Possible attrition bias will be addressed using information from the baseline assessment. Completers and dropouts will be compared with respect to sociodemographics, baseline ZBI and GDS and other covariates. A logit model of attrition will be developed. If attrition is significantly related to one or more baseline characteristics, the predicted values from this model can be used as a covariate to adjust for differential attrition. Depending on the degree of bias, another approach is to perform propensity score analyses, in which the treatment groups are combined, and a logistic regression predicting original group membership from covariates performed. The resulting probabilities are then arrayed in quintiles, and the subjects within each quintile randomly assigned to new groups. The analyses will be re-run with the new group designations in order to determine if the effects were similar in the new analyses with groups equalised.
Under the assumption that the missing data are either Missing Completely at Random (MCAR) or Missing at Random (MAR), we will use the above-described maximum-likelihood approach to estimate treatment effects including the baseline data for these subjects in the analysis, in conjunction with the covariate to adjust for attrition bias (if necessary). Scales will be prorated for missing data, using individual imputation algorithms developed by the measurement statisticians at the DCC. Missing data are only replaced for those who are missing less than 50% of items.

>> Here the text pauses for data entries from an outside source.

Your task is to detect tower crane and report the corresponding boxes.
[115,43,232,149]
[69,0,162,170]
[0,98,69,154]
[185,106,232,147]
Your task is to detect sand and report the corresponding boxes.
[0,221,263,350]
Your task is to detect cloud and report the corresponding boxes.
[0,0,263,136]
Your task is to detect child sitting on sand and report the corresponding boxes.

Because the analysis is based on ITT, an attempt will be made to obtain post-treatment data from all participants randomised, regardless of level of attendance, thus minimising loss to 6-month follow-up. Because most programmes do not retain all participants nor do all receive the same ‘dose’ of the intervention, inclusion of participants who received only part of their targeted programme is more reflective of the real-world impact. Secondary analyses will be conducted to investigate the impact of differential participation, stratifying the participants in the treatment conditions based on their degree of participation and examining differences between strata on the outcome measures at follow-up. However, it is acknowledged that the sample sizes are small for such analyses.